Monday morning I had my whole week planned, almost down to the last detail. I went into work, the plan being to work half a day, do my weekly lunchtime yoga class and then go home to welcome back my guests. That all changed with a phone call from my sister saying that dad had had a stroke that morning.
I wasn’t on the phone for long as she didn’t know much, so there wasn’t much to say and then I just had to sit down and tried not to shake with shock. Dad was booked in for a plane flight over to the Royal Adelaide Hospital and mum was being picked up by dad’s brother to be brought over to meet him. I went into automatic mode and packed up my desk, turned on my email’s out of office and I think I even changed my work voicemail message. On my way to catch the tram home I thought why bother going home when I’ve just got to come back in, but I went home anyway, and organised JJ’s after school pickup and my guests entry into the house in my absence.
At the allotted time we all met at emergency and finally an hour later we moved to the family room in emergency and then a while after that mum and one sister went into see him. I wanted to see him, but at the same time didn’t want to rush it because I knew he would be a changed man.

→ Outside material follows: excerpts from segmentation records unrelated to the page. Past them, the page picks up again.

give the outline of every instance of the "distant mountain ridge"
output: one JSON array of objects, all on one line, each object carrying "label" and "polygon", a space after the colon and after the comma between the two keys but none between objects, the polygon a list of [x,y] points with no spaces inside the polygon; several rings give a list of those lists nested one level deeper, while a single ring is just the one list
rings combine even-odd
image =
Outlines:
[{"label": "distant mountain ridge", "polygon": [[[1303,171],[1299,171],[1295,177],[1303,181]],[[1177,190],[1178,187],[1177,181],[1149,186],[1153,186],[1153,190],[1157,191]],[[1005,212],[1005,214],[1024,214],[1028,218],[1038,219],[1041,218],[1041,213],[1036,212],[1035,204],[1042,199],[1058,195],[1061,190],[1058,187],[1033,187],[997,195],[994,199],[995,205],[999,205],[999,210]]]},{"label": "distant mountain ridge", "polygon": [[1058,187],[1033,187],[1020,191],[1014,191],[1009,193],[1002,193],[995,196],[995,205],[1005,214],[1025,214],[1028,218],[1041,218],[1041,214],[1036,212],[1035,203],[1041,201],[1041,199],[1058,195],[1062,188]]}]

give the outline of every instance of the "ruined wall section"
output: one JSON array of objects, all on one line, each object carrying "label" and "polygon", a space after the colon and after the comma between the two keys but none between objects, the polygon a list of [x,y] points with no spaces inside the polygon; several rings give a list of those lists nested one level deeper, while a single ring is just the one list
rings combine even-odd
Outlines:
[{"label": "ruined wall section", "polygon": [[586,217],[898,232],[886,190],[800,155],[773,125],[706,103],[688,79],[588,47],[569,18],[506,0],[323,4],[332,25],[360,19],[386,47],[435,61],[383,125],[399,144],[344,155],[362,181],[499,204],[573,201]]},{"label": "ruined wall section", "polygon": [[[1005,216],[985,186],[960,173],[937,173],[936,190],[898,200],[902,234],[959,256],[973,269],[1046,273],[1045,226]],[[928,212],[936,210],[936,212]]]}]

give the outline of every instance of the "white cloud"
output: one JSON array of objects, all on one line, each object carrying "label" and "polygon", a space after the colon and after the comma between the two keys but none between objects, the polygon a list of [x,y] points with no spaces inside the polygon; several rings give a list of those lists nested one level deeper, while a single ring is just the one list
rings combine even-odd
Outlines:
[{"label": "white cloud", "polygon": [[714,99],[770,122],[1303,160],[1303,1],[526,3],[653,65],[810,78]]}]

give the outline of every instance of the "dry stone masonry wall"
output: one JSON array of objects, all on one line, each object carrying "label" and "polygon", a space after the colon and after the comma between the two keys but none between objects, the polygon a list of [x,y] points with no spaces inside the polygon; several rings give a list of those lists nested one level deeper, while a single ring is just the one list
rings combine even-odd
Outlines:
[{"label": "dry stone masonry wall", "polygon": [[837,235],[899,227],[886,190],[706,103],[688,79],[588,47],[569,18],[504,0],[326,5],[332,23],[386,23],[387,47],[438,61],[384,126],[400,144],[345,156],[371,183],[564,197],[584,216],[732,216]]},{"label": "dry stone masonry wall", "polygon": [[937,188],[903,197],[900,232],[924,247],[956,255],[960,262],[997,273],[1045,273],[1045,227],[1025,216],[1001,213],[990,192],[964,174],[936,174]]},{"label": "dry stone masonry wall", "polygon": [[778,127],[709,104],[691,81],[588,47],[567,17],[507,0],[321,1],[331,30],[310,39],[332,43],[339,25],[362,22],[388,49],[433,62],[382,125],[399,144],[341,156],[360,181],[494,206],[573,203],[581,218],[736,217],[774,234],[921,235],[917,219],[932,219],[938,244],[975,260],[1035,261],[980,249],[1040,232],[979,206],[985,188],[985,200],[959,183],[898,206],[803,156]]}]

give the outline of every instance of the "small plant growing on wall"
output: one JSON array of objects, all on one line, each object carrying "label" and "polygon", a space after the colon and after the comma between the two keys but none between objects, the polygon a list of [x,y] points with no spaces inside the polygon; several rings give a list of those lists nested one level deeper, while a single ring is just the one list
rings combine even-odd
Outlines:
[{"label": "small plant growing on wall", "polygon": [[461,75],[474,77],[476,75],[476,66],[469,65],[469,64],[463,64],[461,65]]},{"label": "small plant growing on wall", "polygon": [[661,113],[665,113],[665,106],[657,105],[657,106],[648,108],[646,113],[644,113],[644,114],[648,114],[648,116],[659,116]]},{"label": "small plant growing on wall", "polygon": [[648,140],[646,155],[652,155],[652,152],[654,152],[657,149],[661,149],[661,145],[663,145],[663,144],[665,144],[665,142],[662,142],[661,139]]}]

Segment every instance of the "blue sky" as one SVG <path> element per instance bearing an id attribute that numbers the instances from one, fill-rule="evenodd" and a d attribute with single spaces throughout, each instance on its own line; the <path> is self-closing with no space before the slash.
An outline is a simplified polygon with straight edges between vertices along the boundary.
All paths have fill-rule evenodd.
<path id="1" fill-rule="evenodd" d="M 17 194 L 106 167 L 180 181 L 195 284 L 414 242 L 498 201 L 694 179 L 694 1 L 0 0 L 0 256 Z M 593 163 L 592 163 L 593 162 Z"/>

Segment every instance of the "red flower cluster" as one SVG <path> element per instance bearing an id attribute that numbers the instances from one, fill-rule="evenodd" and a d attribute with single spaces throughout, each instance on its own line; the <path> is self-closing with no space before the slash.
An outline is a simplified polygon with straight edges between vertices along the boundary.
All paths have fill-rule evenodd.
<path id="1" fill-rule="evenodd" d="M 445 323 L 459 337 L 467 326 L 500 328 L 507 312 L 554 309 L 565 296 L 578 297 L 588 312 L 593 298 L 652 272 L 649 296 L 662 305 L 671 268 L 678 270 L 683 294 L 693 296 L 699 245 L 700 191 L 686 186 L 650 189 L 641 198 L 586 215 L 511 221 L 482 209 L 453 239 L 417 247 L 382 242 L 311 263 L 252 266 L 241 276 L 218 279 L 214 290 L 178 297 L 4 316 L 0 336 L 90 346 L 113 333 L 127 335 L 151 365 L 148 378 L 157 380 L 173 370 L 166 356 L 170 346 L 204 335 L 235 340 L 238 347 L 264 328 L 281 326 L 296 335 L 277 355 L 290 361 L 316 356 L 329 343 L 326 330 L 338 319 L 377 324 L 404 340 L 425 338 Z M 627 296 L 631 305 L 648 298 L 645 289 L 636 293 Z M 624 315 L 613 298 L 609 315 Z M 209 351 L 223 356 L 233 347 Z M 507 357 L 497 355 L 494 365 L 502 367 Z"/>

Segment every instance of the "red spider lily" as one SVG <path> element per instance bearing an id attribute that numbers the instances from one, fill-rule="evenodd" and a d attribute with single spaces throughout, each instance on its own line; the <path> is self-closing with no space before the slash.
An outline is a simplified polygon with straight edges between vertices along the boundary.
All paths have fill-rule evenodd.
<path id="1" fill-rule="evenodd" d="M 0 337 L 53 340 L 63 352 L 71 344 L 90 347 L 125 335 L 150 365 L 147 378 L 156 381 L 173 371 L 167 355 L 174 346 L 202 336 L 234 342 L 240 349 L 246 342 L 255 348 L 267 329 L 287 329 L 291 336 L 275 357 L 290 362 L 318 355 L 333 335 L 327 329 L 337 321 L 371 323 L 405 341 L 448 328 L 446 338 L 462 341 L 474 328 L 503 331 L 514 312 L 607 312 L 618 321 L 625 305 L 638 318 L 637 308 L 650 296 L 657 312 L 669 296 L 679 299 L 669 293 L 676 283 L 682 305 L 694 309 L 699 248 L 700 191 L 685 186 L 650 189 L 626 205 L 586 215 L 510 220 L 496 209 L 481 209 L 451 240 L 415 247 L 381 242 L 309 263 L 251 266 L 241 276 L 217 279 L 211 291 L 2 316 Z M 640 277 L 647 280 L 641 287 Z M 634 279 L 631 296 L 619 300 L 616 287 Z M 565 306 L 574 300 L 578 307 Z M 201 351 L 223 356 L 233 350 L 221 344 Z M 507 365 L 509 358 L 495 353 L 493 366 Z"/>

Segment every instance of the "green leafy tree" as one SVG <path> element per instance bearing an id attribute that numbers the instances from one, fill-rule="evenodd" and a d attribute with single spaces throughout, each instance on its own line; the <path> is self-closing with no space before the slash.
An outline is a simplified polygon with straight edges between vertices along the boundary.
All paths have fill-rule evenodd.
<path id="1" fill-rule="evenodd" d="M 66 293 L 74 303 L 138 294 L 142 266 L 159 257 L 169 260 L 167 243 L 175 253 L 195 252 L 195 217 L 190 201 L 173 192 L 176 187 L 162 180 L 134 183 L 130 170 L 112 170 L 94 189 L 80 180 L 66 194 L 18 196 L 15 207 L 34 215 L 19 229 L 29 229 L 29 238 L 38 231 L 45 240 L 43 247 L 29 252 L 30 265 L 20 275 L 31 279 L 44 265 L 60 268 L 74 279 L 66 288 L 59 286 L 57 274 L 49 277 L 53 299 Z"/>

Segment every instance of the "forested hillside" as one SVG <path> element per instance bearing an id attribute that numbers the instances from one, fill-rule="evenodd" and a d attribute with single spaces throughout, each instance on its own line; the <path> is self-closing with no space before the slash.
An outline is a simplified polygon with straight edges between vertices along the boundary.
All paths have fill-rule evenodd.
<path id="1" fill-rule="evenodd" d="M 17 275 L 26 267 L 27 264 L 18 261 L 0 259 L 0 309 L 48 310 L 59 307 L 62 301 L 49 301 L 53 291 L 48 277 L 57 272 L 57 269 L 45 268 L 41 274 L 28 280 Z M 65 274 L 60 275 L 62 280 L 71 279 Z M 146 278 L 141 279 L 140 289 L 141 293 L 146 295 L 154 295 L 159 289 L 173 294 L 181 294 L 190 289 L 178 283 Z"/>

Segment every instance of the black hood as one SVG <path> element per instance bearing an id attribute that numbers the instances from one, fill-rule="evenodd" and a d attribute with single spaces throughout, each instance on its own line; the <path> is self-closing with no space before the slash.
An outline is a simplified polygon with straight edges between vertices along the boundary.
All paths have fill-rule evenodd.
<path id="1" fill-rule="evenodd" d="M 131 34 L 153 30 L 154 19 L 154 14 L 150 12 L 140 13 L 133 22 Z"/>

I did, however, and kept it pretty well together while I was in there. One of the symptoms of a stroke that I never knew about is the emotions stroke sufferers feel, and the manifestation of these emotions. Dad now cries really easily. As soon as we mention that such and such is thinking of them, or such and such is going to visit he starts crying. Now I know that this is part of the symptoms it’s a bit easier to deal with but it’s still hard seeing my dad cry. The only other time I ever saw my dad cry was when he saw me off on my big overseas trip and that was only a tear or two, this is full-on face contortions and associated crying.
I also find it hard to talk to someone who can’t talk back. I can ask him yes or no questions and he can nod or shake his head in answer, so he knows what’s going on, he just can’t express himself. And trying to make small talk just seems so trivial when he’s lying there. So far I haven’t been in there by myself with him, but that will happen. I don’t want to take JJ in just yet either so that’s an extra complication of my being able to visit, especially once I go back to work.
As for the long-term outcome it’s anyone’s guess but hopefully rehab is an option both physically and mentally for him. He’s a determined man so here’s hoping he will continue to be determined and make it through this and get movement and speech back.
It all caught up with me this morning after JJ would not cooperate when I tried to get him ready for school. I had a bit of a cry, tried to explain that it wasn’t his fault, I was just a bit upset because of Pop. Consequently I wore my sunnies while doing most of my reading with the kids at the school. Every now and again I just start crying when I think about it.
This morning on our way into the hospital we bumped into my youngest nephew (about 9) and his dad coming out. My nephew was very upset which set all of us off. We’re not sobbing around dad’s bedside, he’s doing enough of that for all of us.
So, for the moment, it’s one day at a time.